Hello, everyone, and thank you for your patience. My colleague @nolive and I have been working (and continue to work) this morning to resolve the issue on kf.kobotoolbox.org that has been preventing most imports and exports from completing successfully. This has also delayed the POSTing of most submissions to external REST Services servers.
A brief explanation: requests made by a browser need to return in a relatively short amount of time, but not all tasks can complete that quickly. Some examples include:
- Clicking the export button, where the server needs to acknowledge quickly that the export request was received, but the export itself may take up to half an hour for a large data set.
- Receiving a submission, where the server needs to store the data and acknowledge its receipt immediately, but also needs to send a copy to the appropriate REST Services external servers, which may be slow or require multiple retries.

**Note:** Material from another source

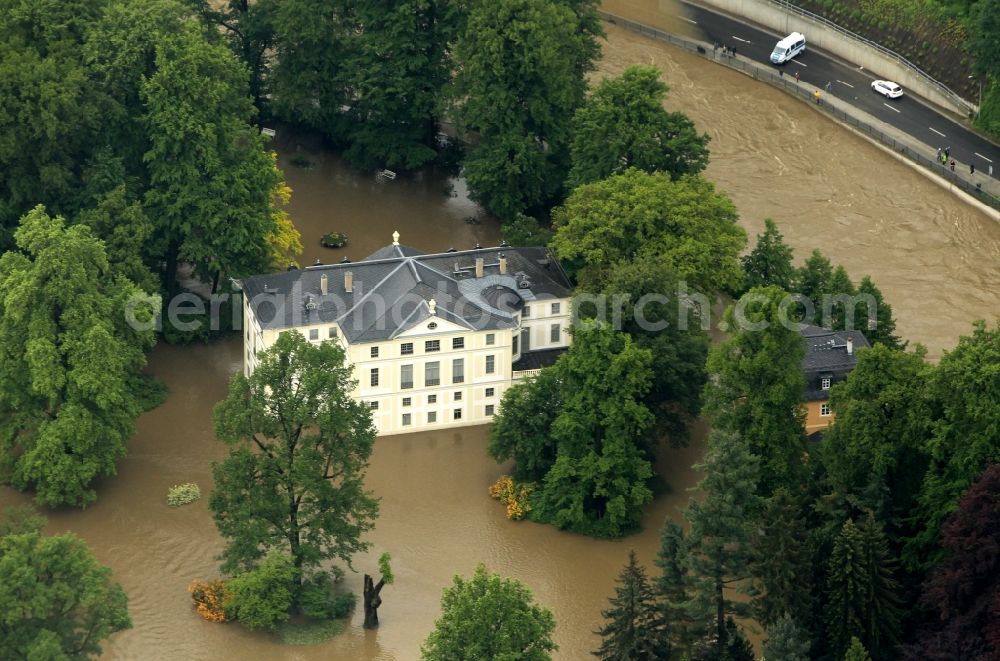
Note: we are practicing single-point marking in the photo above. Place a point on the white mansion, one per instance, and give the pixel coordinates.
(434, 339)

Our infrastructure currently has one queue for all such tasks, with many worker programs running simultaneously to complete any jobs that appear in that queue. The issue, in this case, was a very large project (over 7 million submissions) with a very slow (or even unresponsive) REST Services external server overwhelming the workers and causing the queue to be filled with over 70,000 tasks. This effectively crowded out everyone else’s tasks, manifesting as the import and export failures that you’ve likely seen if you use kf.kobotoolbox.org.

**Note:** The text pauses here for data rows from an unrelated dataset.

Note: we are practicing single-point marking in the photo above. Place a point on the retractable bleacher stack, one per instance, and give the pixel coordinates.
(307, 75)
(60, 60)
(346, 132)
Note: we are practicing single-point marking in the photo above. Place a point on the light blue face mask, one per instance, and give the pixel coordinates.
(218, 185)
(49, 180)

We are working first to get through the backlog of tasks, which should be done in the next 15-20 minutes (current time is 15:13 UTC on 8 September) [update: this completed on schedule; all service should now be normal]. Following that, we will urgently work to separate the queues so that any future REST Services issue does not impact other tasks like imports and exports. Once that is complete, we will work on a fairness algorithm to make sure one REST Service cannot dominate the queue and prevent all other REST Services from working properly.